Мурзук (Бианки) - страница 189

Ах да: лошадь, колоколец! Надо разжечь дрова в чувале, пойти взглянуть.

Рядом Виктор Степанович быстро поднялся и зашуршал одеждой.

В это время неожиданно раздалось громкое фырканье, потом тревожное ржание, потом тяжелый поспешный топот стреноженной лошади.

Ясно было: животное чего-то напугалось. Ржание и топот быстро приближались.

– Арсений, вставай! – крикнул Виктор Степанович.

Через полминуты мы все трое с ружьями выскочили из избушки.

Лошадь стояла у самых дверей. Ее большое тело чернело в темноте. Животное дрожало мелкой дрожью. Испуганно фыркало.

– Давайте разожжем огонь, – предложил я, – выясним, что ее напугало.

Арсений уже нырнул в избушку, разжег там огонь и скоро принес горящую головню.

Освещая землю, мы пошли по следам лошади. Следы подвели нас к самому берегу Студеного ключа и остановились. Тут было много натоптано.

Кругом – ни звука. Высокой горой чернел лес на том берегу ущельица.

Мы вернулись.

Решено было привязать лошадь вожжами у двери, а самим сидеть в избушке и поддерживать большой огонь – «на страх врагам».

Так и сделали.

Не знаю, спал ли в эту ночь Виктор Степанович. Нас с Арсением он разбудил, когда солнце поднималось уже над деревьями.

– Ну? – спросили мы, вспомнив ночную тревогу.

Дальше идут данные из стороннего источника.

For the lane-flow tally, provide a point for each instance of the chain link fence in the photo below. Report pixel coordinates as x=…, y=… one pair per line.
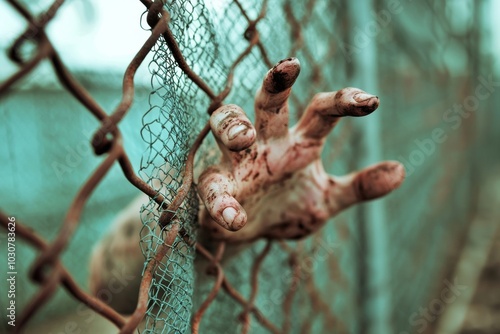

Виктор Степанович посмотрел на нас уничтожающим взглядом и мрачно изрек:

– Медведь.

Скоро мы своими глазами убедились, что он не ошибся: на том берегу ущельица виднелись следы босоногого старика, как зовут в Сибири Михаила Иваныча. Судя по размерам следов, это был старый, большой медведь.

Я предложил дойти его по следу.

– Ну уж нет, увольте, пожалуйста, – горячо запротестовал Виктор Степанович. – Стрелок я, сами знаете, того… И ружье у меня… этого. Да и велика ли честь попасть в такую тушу? Я уж лучше на вчерашнее место – за рябчиками.

Тут волей-неволей придется мне выдать одну страшную тайну охотничьей жизни милейшего профессора. Да простит он мне это вынужденное разоблачение: раз уж начал я рассказывать быль, то рассказ велит мне там, где надо, говорить горькую правду.

Итак, среди охотничьих подвигов Виктора Степановича был один, о котором лучше было бы умолчать. Знали о нем только те, кто сами охотились с профессором.

Дело в том, что этот страстный и неутомимый охотник, этот безжалостный, бесчеловечный убийца рябчиков… в жизни своей еще ни одного рябчика не убил.

Спешу оговориться: Виктор Степанович стрелял дичь, иногда помногу. Бил и тетеревов, и глухарей, и куропаток, и уток. Раз при мне сильно ушиб даже небольшого оленя, которого неправильно называют у нас дикой козой.

Не давались ему рябчики, одни только рябчики.